The secret Jewish history of ‘Alice’s Restaurant’

Sing it with me: "You can get anything you want...." Fifty years ago!

You want to feel old?

This is the fiftieth anniversary of the song “Alice’s Restaurant,” by Arlo Guthrie.

Well, sort of. The song was released on the album of the same name in September, 1967. The events that the song commemorates actually occurred two years before that, on Thanksgiving, 1965.


But, nevertheless, if you are of a certain age, nothing says Thanksgiving more than “Alice’s Restaurant.”

For those of you who don’t know what I am talking about, here is a Cliff’s Notes version.

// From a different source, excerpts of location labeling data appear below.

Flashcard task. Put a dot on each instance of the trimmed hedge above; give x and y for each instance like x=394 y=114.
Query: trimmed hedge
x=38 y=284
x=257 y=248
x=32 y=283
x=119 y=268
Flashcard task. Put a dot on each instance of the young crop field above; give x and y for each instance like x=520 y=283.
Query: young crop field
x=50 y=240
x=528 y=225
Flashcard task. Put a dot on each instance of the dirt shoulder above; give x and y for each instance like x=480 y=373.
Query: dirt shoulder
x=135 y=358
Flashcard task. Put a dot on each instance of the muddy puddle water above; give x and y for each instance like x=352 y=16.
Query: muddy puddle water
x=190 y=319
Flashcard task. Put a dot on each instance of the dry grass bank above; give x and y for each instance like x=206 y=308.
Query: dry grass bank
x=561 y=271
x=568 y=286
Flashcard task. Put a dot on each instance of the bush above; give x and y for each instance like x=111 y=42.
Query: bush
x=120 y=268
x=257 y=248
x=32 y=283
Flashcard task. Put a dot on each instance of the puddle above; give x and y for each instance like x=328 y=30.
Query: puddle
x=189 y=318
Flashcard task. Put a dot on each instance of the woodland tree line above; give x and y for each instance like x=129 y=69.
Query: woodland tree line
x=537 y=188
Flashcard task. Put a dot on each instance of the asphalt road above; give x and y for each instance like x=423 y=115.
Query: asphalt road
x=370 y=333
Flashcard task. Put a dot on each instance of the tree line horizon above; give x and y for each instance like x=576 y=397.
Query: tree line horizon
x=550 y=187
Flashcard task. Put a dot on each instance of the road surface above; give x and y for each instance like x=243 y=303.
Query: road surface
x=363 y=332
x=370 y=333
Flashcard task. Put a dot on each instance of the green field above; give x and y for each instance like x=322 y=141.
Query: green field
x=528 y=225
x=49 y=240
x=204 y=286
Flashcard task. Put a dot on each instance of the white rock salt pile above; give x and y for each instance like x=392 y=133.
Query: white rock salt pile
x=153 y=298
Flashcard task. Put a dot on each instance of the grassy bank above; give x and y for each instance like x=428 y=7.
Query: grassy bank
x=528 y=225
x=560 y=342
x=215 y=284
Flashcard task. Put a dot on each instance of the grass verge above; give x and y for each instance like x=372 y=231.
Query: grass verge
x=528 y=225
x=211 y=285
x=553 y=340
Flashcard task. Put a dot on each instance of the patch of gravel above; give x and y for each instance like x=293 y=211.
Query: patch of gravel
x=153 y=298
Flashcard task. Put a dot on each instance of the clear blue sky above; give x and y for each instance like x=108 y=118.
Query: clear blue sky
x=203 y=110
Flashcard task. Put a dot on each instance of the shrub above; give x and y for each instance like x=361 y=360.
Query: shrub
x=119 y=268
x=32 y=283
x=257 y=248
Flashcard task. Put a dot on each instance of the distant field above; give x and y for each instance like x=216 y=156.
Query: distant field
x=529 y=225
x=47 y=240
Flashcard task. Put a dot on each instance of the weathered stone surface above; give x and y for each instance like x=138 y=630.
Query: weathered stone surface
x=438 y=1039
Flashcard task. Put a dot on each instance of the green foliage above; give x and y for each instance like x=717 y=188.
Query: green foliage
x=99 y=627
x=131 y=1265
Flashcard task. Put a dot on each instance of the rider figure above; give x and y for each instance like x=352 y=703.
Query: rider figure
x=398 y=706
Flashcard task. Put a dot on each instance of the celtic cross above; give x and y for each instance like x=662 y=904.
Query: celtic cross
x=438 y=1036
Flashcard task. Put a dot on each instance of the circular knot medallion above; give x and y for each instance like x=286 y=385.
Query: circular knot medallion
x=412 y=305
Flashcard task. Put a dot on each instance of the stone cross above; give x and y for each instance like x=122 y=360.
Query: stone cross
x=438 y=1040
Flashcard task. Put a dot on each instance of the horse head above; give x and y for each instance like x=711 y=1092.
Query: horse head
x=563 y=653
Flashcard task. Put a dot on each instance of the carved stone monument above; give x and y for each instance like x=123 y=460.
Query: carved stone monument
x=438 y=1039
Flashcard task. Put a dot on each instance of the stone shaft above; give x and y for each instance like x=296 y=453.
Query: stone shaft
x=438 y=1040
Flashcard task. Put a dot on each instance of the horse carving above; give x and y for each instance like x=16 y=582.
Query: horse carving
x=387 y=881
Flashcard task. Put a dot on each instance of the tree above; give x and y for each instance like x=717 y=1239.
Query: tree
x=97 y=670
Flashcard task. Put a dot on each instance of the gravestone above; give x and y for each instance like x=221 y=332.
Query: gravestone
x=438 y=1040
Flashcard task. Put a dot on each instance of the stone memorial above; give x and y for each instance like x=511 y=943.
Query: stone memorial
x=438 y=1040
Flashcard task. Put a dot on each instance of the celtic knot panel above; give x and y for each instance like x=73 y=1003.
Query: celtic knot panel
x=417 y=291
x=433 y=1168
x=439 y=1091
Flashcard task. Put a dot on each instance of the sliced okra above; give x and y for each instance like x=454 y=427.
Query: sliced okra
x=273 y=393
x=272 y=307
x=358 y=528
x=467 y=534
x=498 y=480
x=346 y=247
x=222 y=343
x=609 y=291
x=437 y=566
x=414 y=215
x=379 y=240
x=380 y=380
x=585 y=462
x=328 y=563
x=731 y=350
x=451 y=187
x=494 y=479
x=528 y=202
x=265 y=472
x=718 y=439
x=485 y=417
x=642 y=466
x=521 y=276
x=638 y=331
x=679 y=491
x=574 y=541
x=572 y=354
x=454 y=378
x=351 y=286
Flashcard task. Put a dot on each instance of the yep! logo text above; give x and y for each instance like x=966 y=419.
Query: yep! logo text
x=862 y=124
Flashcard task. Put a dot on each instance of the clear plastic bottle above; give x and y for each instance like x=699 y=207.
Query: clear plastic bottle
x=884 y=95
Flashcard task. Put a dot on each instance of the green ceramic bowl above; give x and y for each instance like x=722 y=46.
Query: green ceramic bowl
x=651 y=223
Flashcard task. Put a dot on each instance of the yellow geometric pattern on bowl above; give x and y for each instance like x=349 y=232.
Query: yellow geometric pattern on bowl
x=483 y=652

“Alice’s Restaurant” consists of Arlo Guthrie delivering a long, guitar-accompanied monologue (a talking blues, really — an art form that his father, the iconic American folk singer, Woody Guthrie, had perfected) about his arrest for littering in Stockbridge, Massachusetts, by the Stockbridge chief of police, William Obanhein, a.k.a. Officer Obie.

At the time, Arlo was living with Alice and Ray Brock in a deconsecrated church in Great Barrington, Massachusetts (more about that later).

Ultimately, as the song’s second part tells us, Arlo’s arrest record was at least partially responsible for preventing him from being drafted and serving in the war in Vietnam.

Two years later, the movie “Alice’s Restaurant” was released. It stars Arlo as himself.

Jewish geography lesson: For many years, I spent summers in the Berkshire mountains of western Massachusetts, where the song takes place. For me, and for so many, the Berkshires are a magical place — the only place where I ever truly relax.

The discerning tourist can find all of the places mentioned in the song (with the exception of the scenes at the draft board, which take place on Whitehall Street in New York City).

  • In Stockbridge, you can visit the original location of Alice’s restaurant; it is, in fact, “around the back, just a half a mile from the railroad track” off Main Street.
  • For many summers, I used to dump our trash at the Stockbridge town dump, which is probably where Arlo should have dumped his trash in the first place. I could do that, legally, because I had a sticker from the “master garbologist.”
  • Officer Obie’s extended family still lives in the area; he was a well-known and beloved figure.

As for the church, it is still there, as well. It serves as the Guthrie Center, a wonderful concert venue, and home to the Guthrie Foundation, a permanent memorial to the legacy of Arlo’s late parents.


(Check out this song about Woody’s legacy, written and sung by my friend, Doug Mishkin).

Which brings me to the Jewish stuff.

Arlo Guthrie is Jewish, through his mother, Marjorie Mazia Guthrie. 

Fun fact: when Arlo celebrated becoming bar mitzvah, at the Howard Beach Jewish center in Queens, the presiding rabbi was none other than Meir Kahane.

Kahane would go on to become the leader of the Jewish Defense League, and then, in Israel, of the extreme right wing, anti-Arab Kach party.

Kahane was assassinated in 1990 by El Sayyid Nosair, who was linked to Osama bin Laden — thus becoming the first American victim of Al Qaida.

Arlo Guthrie and Meir Kahane — together. Think of it.

Back to Woody Guthrie.

Guthrie was not Jewish, and yet, he wrote a bunch of Hanukkah songs. This one is one of my favorites.

Guthrie’s guitar was adorned by a simple message, placed there in 1941: “This machine kills fascists.”


As we prepared to enter World War Two, it was the right message.

And, while we are not fighting foreign wars against fascists right now, the anti-fascism sentiment still stands.

One last thing about Woody Guthrie.

When Guthrie lived in Brooklyn, he lived at the Beach Haven apartments, which was a property that had been developed by Fred Trump — as in the father of the current president.

As others have noted, the older Trump was not particularly interested in having blacks rent his properties.

Which would lead Woody Guthrie to write a song about Fred Trump:

I suppose Old Man Trump knows

Just how much racial hate

he stirred up in the bloodpot of human hearts

When he drawed that color line

Here at his eighteen hundred family project.

The spirit of protest, birthed by Woody Guthrie and sustained by Arlo, is still alive in our time.

And for this, we surely must give thanks.